Summary of Main Points:



The ark was assessed by comparing it with 12 different hull proportions, all with the same volume. The length, breadth and depth were varied by 20% and 50% as shown below. The original ark (No 0) had the best overall rating in terms of stability, comfort and strength. In other words, the Biblical dimensions are close to optimal.




Hull front and side views

135 22.5 13.5 OK
135 15 20.3 Unstable - capsize
135 18.8 16.2 Less stable
135 27 11.25 Weaker and rougher
135 33.8 9 V. Weak & low (swamped)
90 22.5 20.3 Hardest ride
112.5 22.5 16.2 2nd worst ride
162 22.5 11.3 3rd weakest
202.5 22.5 9 Weakest 
90 33.8 13.5 Hard ride
112.5 27 13.5 Hard ride
162 18.8 13.5 Weaker & less stable
202.5 15 13.5 2nd weakest, unstable, nice ride


The focus is on these three parameters:

Structural safety = will it break in half?  
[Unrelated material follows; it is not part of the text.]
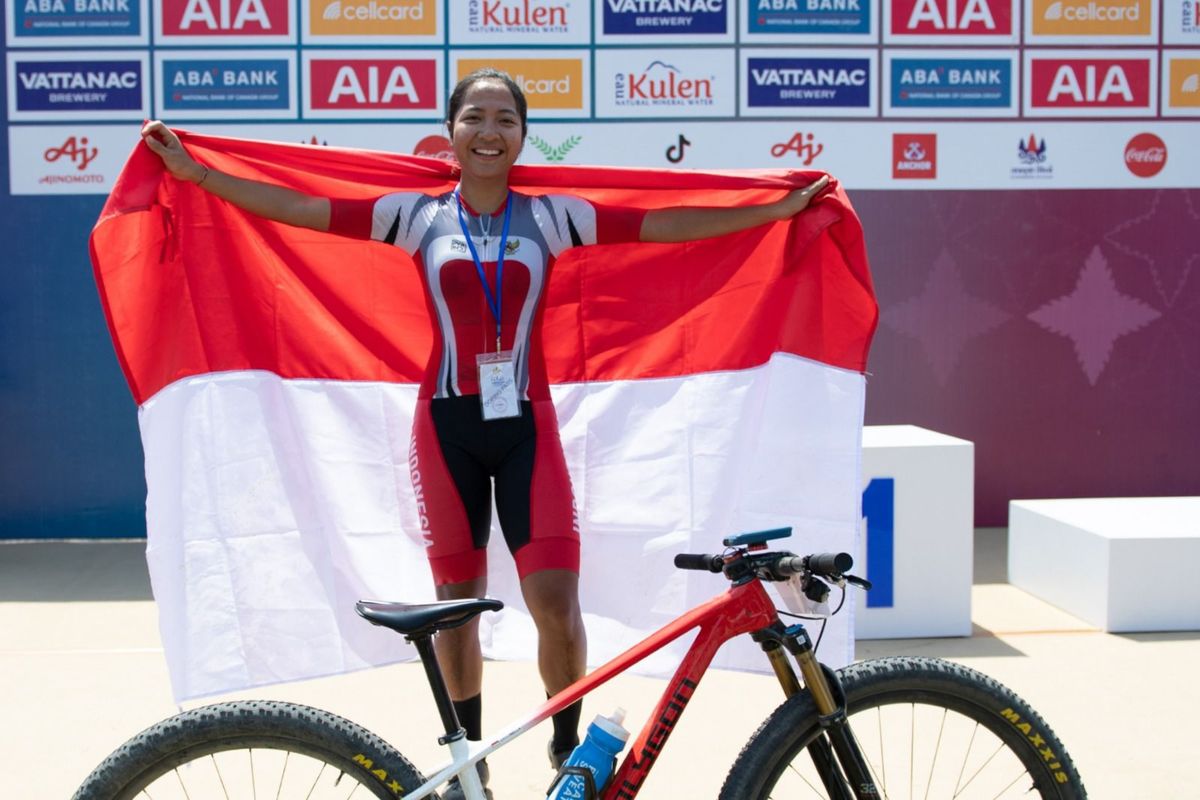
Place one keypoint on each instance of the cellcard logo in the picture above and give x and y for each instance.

Overturning stability =  will it capsize? 

Sea-keeping quality = is the ride too rough? 


In a general sense, you can improve these parameters by;

Structure: Stronger structure if ark is shorter and taller (e.g. Hull 5,6)

Stability: More stable if ark is wider (e.g. Hull 9) 

Ride: More gentle if ark is longer and taller. (e.g. Hull 12)



You can see that the 3 dimensions - length, breadth and depth - are competing against each other. It is impossible to have the best of each parameter in a single design, but the ark gives the best balance of overall performance.


Note: A modern ship is closer to Hull 11. The ride is smoother and a steel hull withstands the extra length. Unlike the ark, ships are also designed to move through the water, so a more slender hull is preferred.    


The Stability Misconception. (Don't get caught saying this...)


"The Ark is the most stable design"


Oops, not true. The Hong study ranks Noah's Ark 5th out of 13 in stability. You can calculate this yourself.